Formato: Online Artículo Texto
Lenguaje:English
Publicado: Innovative Healthcare Institute 2021
Materias:
Acceso en línea:https://www.ncbi.nlm.nih.gov/pmc/articles/PMC9138478/
https://www.ncbi.nlm.nih.gov/pubmed/35665023
http://dx.doi.org/10.36401/JIPO-21-14
Descripción
Sumario:INTRODUCTION: Medication-related osteonecrosis of the jaws (MRONJ) is a known adverse event related to the use of antiresorptive (AR) drugs. More recently, an association between antiangiogenic (AA) drugs and MRONJ has been suggested. This review aimed to investigate the overall prevalence and relative risk of MRONJ in patients treated concurrently with AA and AR agents in comparison with a single AA or AR drug. METHODS: A review protocol was registered with PROSPERO (ID: CRD42020214244). A systematic literature search, study selection, quality assessment, and data extraction were carried out following PRISMA guidelines. Random-effects meta-analysis models were used to summarize relative estimates for the outcomes, namely prevalence and relative risk of MRONJ. Exposure variable included type of drug, specifically AA and AR agents administered either concurrently or individually. RESULTS: Eleven studies were included in the final qualitative and quantitative syntheses. The overall pooled weighted prevalence of MRONJ with concurrent AA-AR drugs was 6% (95% CI: 3–8%), compared with 0% (95% CI: 0–0%) for AA only and 5% (95% CI: 0–10%) for AR only. However, high heterogeneity was noted among included studies. Retrospective cohort studies showed a higher pooled prevalence of 13% (95% CI: 10–17%) for concurrent AA-AR therapy.
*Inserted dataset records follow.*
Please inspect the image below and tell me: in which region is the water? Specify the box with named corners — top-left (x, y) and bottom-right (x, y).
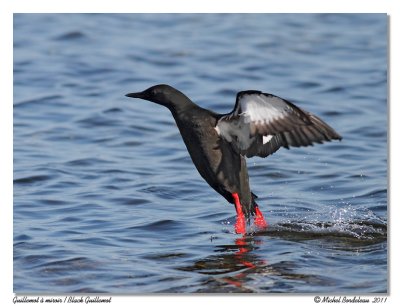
top-left (14, 14), bottom-right (388, 294)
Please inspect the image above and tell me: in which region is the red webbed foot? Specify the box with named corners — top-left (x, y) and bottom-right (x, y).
top-left (254, 205), bottom-right (268, 229)
top-left (232, 193), bottom-right (246, 234)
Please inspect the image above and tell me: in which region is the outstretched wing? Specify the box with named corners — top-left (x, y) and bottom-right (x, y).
top-left (215, 90), bottom-right (342, 157)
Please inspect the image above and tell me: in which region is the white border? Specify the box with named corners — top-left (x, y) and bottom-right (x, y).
top-left (0, 0), bottom-right (400, 305)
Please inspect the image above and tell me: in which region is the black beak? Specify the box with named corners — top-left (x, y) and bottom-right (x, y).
top-left (125, 92), bottom-right (145, 99)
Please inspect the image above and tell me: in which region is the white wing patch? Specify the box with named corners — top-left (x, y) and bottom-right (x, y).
top-left (263, 135), bottom-right (274, 145)
top-left (238, 95), bottom-right (289, 123)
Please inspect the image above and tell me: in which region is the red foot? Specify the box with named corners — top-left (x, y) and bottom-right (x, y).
top-left (254, 206), bottom-right (268, 229)
top-left (232, 193), bottom-right (246, 234)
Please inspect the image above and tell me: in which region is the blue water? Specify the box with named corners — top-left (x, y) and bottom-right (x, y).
top-left (13, 14), bottom-right (388, 294)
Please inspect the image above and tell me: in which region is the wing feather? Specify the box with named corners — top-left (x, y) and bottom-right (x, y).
top-left (215, 90), bottom-right (342, 157)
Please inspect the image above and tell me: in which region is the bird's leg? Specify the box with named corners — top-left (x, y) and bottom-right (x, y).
top-left (232, 193), bottom-right (246, 234)
top-left (254, 203), bottom-right (268, 229)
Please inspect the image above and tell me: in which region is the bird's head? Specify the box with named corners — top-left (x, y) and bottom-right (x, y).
top-left (126, 84), bottom-right (182, 107)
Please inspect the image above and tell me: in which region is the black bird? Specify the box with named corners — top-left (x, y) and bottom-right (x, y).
top-left (126, 85), bottom-right (341, 233)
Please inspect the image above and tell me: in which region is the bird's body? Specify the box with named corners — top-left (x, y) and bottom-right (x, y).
top-left (127, 85), bottom-right (341, 233)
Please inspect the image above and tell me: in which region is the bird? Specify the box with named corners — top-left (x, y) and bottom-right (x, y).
top-left (126, 84), bottom-right (342, 234)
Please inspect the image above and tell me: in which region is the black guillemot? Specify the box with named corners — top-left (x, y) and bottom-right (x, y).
top-left (126, 84), bottom-right (342, 234)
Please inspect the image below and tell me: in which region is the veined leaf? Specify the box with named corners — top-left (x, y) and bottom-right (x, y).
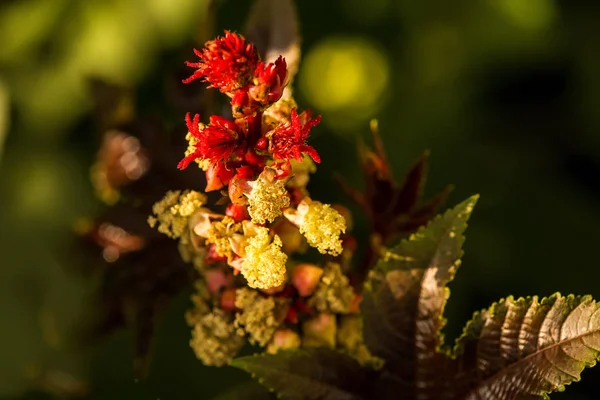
top-left (231, 348), bottom-right (371, 400)
top-left (456, 294), bottom-right (600, 400)
top-left (361, 196), bottom-right (478, 399)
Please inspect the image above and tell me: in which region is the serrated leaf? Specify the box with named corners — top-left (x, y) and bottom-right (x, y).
top-left (231, 348), bottom-right (371, 400)
top-left (456, 294), bottom-right (600, 400)
top-left (361, 196), bottom-right (478, 399)
top-left (244, 0), bottom-right (300, 87)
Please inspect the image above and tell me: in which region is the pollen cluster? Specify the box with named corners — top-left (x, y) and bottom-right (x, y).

The pooled risk ratio for MRONJ revealed a risk with concurrent AA-AR drugs 2.57 times as high as with AR only (95% CI: 0.84–7.87); however, this difference was not statistically significant. Concurrent AA-AR drugs had a risk for MRONJ 23.74 times as high as with AA only (95% CI: 3.71–151.92). CONCLUSIONS: High-quality, representative studies are needed for accurate estimation of relative risk of MRONJ with concurrent AA and AR therapy.